Nos últimos dias assistimos a um autêntico ping-pong de afirmações e declarações sobre a necessidade, ou não, de pedir ajuda ao FMI, por parte de dirigentes do PSD e de membros do governo e do PS. Entretanto, vamos tomando conhecimento dos “benefícios” de que os povos grego e irlandês têm “usufruído” com as ajudas que os respectivos governos pediram ao FMI. Os juros dos empréstimos são altíssimos, as condições de vida de gregos e irlandeses são cada vez piores e a degradação de tecido económico também.

Passos Coelho tem, repetidamente, declarado que não hesitaria em pedir ajuda externa, para impedir o aumento dos juros da dívida e para obstar ao prolongamento das dificuldades dos portugueses. Por mais que nos esforcemos não conseguimos entender como tal será possível, dadas as informações que nos chegam dos países que se encontram sob intervenção do FMI.

Interrogamo-nos, cremos que pertinentemente, sobre o que faz correr os defensores do pedido de ajuda externa. Interrogámo-nos, igualmente, sobre o que está por detrás da sanha persecutória das agências de rating (notação financeira), contra a economia portuguesa. Sabemos que estas agências funcionam como “informantes” dos mesmos especuladores financeiros nacionais e internacionais que têm vindo a ganhar com o aumento dos juros sobre os empréstimos a que temos sido forçados a recorrer.

Temos perfeita consciência de que a situação de Portugal é substancialmente diferente da Islândia, mas estranhamos que a comunicação social não refira as medidas tomadas por aquele país, para ultrapassar a crise para onde a economia de casino, a empurrou. O governo da Islândia, eleito já após a eclosão da crise, recusou pagar as dividas bancárias e está a conseguir dar a volta à economia, já retirou o país da recessão, sem pôr de lado a responsabilização criminal de quem provocou a crise. Na Islândia, o povo é quem mais ordena. No nosso país, a completa submissão dos partidos do centrão aos ditames do eixo Berlim/Paris e a visão neo-liberal da economia que os norteia, não permite equacionar, sequer, outras medidas para sair da crise.

Iremos ter em 5 de Junho eleições para a Assembleia da Republica, de onde deverá sair um novo Governo. Os portugueses deverão estar bem atentos às propostas que lhes vão ser apresentadas. À esquerda têm sido feitas propostas alternativas às políticas que têm vindo a ser seguidas pelos governos PS e PSD/CDS e que levaram o país à triste situação a que chegamos. É tempo de experimentar novas formas de enfrentar os problemas, não recorrendo aos modelos que já provaram não serem capazes de alterar a situação. Os portugueses têm fama e disso já deram provas, de serem um povo corajoso.

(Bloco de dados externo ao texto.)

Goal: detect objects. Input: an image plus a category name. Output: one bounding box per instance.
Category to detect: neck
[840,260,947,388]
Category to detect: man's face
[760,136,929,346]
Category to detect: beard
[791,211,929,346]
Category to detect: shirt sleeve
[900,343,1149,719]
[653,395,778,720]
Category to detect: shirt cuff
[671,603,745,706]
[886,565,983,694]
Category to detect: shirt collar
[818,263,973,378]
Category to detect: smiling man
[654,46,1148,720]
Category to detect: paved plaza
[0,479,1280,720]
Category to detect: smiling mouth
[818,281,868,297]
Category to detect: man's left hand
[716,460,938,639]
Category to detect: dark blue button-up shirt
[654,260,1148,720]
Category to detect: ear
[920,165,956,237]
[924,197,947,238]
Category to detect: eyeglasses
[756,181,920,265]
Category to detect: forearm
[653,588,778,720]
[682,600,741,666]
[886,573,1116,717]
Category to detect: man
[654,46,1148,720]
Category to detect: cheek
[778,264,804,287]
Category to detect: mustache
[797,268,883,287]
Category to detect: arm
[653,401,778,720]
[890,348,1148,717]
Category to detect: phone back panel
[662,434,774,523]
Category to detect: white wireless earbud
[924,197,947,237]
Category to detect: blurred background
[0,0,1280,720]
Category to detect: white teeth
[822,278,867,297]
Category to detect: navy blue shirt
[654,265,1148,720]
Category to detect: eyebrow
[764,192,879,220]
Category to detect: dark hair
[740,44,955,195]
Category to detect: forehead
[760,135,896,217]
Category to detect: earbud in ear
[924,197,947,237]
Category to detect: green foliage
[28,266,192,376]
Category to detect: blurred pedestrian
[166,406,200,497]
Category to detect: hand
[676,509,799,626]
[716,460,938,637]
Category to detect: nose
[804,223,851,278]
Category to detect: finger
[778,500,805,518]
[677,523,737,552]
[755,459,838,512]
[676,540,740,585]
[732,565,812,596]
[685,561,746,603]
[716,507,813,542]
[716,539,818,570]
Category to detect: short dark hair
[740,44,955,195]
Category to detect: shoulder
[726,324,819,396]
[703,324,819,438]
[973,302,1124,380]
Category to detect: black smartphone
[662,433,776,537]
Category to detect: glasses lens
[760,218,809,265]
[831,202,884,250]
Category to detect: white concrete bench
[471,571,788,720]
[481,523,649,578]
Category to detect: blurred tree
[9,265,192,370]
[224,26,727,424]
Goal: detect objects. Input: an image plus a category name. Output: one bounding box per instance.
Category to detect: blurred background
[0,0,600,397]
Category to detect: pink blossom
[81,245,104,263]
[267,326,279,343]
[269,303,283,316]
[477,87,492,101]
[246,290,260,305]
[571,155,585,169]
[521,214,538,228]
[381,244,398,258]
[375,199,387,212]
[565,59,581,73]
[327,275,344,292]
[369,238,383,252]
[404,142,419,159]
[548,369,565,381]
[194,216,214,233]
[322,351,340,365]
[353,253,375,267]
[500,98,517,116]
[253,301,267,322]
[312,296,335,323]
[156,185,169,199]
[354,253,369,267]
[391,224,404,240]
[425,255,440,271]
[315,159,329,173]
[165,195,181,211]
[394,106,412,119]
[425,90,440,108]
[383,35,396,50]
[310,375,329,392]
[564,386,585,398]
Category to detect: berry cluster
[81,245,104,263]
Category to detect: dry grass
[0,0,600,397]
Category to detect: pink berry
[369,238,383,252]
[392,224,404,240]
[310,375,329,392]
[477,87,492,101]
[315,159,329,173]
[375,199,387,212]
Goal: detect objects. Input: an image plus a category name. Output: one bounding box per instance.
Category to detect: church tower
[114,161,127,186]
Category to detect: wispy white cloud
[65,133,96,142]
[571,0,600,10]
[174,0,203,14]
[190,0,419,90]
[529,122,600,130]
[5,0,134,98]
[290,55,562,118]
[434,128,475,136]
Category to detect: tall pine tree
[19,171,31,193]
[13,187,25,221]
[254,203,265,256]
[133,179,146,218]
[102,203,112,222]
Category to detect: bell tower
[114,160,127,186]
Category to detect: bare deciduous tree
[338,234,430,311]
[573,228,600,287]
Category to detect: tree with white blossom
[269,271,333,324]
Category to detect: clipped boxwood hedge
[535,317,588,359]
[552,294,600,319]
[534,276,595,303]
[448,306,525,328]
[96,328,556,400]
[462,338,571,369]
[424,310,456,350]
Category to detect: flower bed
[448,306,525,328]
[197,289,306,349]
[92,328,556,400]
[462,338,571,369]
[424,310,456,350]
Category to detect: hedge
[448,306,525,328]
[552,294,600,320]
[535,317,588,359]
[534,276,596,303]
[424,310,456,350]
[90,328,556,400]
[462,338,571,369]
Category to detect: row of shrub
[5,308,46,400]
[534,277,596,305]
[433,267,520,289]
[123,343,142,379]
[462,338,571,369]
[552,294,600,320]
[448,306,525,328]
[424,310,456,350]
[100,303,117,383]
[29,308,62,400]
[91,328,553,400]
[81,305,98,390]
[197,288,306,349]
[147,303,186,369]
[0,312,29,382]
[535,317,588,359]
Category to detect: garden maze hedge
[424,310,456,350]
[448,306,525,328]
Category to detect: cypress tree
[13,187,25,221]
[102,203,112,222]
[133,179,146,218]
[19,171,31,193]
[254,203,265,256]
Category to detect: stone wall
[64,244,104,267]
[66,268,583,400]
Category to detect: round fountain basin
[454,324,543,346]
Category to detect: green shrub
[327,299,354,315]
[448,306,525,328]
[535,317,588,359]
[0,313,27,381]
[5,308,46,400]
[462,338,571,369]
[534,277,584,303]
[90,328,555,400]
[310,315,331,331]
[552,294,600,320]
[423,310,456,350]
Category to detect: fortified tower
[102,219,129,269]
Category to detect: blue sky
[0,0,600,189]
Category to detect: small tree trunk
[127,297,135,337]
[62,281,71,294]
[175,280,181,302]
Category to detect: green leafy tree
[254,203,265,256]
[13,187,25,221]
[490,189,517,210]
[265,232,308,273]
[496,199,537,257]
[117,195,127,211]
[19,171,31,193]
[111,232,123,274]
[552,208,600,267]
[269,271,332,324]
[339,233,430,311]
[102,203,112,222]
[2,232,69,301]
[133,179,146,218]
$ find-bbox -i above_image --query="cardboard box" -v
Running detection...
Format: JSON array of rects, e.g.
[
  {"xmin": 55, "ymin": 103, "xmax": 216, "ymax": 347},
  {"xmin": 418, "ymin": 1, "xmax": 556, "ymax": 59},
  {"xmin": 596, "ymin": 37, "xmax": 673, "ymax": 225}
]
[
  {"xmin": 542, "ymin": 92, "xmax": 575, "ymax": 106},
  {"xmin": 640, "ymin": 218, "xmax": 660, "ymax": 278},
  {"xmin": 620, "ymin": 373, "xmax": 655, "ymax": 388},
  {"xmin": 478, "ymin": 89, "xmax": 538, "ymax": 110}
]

Está na altura de o provar de novo, alterando o rumo e procurando novas políticas.

Um novo governo, saído das eleições, deveria assumir a responsabilidade de defender o estado social, o serviço nacional de saúde, o ensino público, recusar a privatização das empresas estratégicas do estado, transportes públicos, CTT e a Caixa Geral de Depósitos; rever os contratos das parcerias publico/privadas; renegociar a dívida pública; taxar as grandes fortunas; as transacções financeiras para os offshores, os negócios das grandes empresas; criar condições de financiamento às pequenas e médias empresas, permitindo a criação de empregos e pôr fim aos apoios à banca privada. Enfim, colocar a economia ao serviço das populações e não o contrário como hoje acontece. Uma tal perspectiva merece ser encarada com a maior esperança. Nada é impossível, o futuro está nas nossas mãos.

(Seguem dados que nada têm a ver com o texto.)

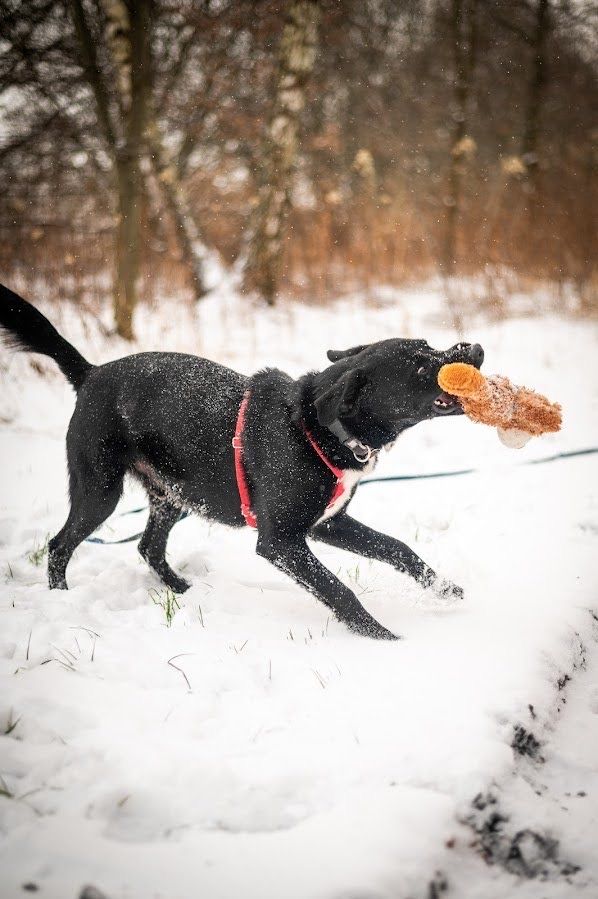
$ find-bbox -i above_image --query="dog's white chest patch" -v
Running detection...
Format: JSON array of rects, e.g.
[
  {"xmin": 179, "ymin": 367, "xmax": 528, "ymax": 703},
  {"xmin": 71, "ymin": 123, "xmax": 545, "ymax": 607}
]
[{"xmin": 316, "ymin": 459, "xmax": 377, "ymax": 524}]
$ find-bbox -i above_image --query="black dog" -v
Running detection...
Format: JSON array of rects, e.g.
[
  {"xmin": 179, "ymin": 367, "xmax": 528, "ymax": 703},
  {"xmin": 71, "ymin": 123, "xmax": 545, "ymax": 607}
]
[{"xmin": 0, "ymin": 287, "xmax": 484, "ymax": 639}]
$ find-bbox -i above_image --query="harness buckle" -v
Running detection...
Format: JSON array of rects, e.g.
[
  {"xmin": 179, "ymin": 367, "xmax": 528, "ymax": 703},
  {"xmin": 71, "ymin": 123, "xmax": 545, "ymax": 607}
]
[{"xmin": 346, "ymin": 440, "xmax": 375, "ymax": 465}]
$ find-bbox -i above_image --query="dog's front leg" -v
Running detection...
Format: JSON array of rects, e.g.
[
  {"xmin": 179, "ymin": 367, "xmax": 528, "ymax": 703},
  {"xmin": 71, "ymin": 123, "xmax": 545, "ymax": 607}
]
[
  {"xmin": 257, "ymin": 532, "xmax": 398, "ymax": 640},
  {"xmin": 309, "ymin": 512, "xmax": 463, "ymax": 599}
]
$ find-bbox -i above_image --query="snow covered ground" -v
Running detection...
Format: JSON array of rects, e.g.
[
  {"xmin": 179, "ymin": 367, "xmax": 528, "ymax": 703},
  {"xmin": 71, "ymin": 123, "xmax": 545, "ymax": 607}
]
[{"xmin": 0, "ymin": 285, "xmax": 598, "ymax": 899}]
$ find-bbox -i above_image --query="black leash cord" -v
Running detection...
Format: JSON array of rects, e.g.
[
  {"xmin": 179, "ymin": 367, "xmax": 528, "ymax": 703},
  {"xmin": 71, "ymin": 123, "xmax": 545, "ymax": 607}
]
[{"xmin": 85, "ymin": 446, "xmax": 598, "ymax": 546}]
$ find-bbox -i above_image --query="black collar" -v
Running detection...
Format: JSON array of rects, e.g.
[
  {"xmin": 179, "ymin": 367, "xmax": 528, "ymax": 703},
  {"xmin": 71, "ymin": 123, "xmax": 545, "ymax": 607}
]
[{"xmin": 327, "ymin": 418, "xmax": 379, "ymax": 465}]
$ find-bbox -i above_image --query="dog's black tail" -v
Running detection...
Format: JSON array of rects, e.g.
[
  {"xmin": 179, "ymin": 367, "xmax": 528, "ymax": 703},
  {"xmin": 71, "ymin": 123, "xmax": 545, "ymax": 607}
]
[{"xmin": 0, "ymin": 284, "xmax": 93, "ymax": 390}]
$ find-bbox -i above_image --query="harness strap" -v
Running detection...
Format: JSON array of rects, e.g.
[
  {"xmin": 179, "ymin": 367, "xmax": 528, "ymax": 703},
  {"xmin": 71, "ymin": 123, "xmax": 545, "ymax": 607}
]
[
  {"xmin": 232, "ymin": 390, "xmax": 257, "ymax": 528},
  {"xmin": 232, "ymin": 390, "xmax": 354, "ymax": 528},
  {"xmin": 303, "ymin": 425, "xmax": 345, "ymax": 509}
]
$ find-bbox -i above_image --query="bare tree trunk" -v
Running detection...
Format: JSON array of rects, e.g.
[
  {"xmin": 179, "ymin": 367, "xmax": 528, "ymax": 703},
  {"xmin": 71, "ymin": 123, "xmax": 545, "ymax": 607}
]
[
  {"xmin": 146, "ymin": 122, "xmax": 206, "ymax": 300},
  {"xmin": 245, "ymin": 0, "xmax": 320, "ymax": 305},
  {"xmin": 442, "ymin": 0, "xmax": 477, "ymax": 275},
  {"xmin": 102, "ymin": 0, "xmax": 152, "ymax": 340},
  {"xmin": 521, "ymin": 0, "xmax": 550, "ymax": 215}
]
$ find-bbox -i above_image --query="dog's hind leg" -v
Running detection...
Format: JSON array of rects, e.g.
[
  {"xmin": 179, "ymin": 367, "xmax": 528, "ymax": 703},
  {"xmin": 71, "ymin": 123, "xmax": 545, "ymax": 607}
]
[
  {"xmin": 48, "ymin": 468, "xmax": 124, "ymax": 590},
  {"xmin": 139, "ymin": 492, "xmax": 190, "ymax": 593},
  {"xmin": 257, "ymin": 530, "xmax": 398, "ymax": 640}
]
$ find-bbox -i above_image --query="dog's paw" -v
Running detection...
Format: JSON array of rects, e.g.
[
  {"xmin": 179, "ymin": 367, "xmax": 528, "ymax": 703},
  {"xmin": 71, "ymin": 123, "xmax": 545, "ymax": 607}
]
[
  {"xmin": 348, "ymin": 617, "xmax": 401, "ymax": 640},
  {"xmin": 432, "ymin": 578, "xmax": 465, "ymax": 602}
]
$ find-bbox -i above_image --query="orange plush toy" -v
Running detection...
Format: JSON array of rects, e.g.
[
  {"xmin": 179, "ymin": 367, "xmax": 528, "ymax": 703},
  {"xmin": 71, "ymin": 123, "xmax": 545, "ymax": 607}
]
[{"xmin": 438, "ymin": 362, "xmax": 562, "ymax": 449}]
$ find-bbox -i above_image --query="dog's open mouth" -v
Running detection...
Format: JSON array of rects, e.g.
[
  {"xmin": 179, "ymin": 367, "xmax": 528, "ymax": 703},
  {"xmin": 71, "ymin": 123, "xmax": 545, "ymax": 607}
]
[{"xmin": 432, "ymin": 390, "xmax": 462, "ymax": 415}]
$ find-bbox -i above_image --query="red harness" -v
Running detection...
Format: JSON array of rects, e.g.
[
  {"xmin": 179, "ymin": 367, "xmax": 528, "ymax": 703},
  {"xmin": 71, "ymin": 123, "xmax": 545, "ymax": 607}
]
[{"xmin": 233, "ymin": 390, "xmax": 345, "ymax": 528}]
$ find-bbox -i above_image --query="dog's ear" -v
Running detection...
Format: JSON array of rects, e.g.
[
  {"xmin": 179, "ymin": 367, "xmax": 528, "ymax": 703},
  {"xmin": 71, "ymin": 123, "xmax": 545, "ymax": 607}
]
[
  {"xmin": 326, "ymin": 343, "xmax": 369, "ymax": 362},
  {"xmin": 314, "ymin": 368, "xmax": 367, "ymax": 426}
]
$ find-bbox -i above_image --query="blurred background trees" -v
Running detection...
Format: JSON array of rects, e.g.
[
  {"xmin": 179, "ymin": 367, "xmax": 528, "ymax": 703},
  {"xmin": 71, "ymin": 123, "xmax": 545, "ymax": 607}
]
[{"xmin": 0, "ymin": 0, "xmax": 598, "ymax": 337}]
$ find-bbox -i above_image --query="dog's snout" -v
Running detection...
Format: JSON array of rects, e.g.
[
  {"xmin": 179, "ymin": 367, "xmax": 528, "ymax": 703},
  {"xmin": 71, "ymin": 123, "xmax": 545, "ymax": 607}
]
[{"xmin": 469, "ymin": 343, "xmax": 484, "ymax": 368}]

Um exemplo do que não deve ser feito está à vista em Matosinhos. A Câmara Municipal resolveu aumentar exponencialmente as taxas de publicidade dos estabelecimentos comerciais a pretexto de que necessita de fundos. Estranhamente há pouco tempo foi apresentado pelo Bloco de Esquerda, na Assembleia Municipal, uma recomendação para que fosse taxada a ocupação da via pública pelas vulgarmente conhecidas Caixas Multibanco. Tal proposta foi rejeitada por todas as bancadas, pois nos bancos não se pode tocar. A 5 de Junho podemos alterar a situação, basta que o queiramos. Como dizia o poeta , “ … caminhante, não há caminho, faz-se o caminho ao andar “.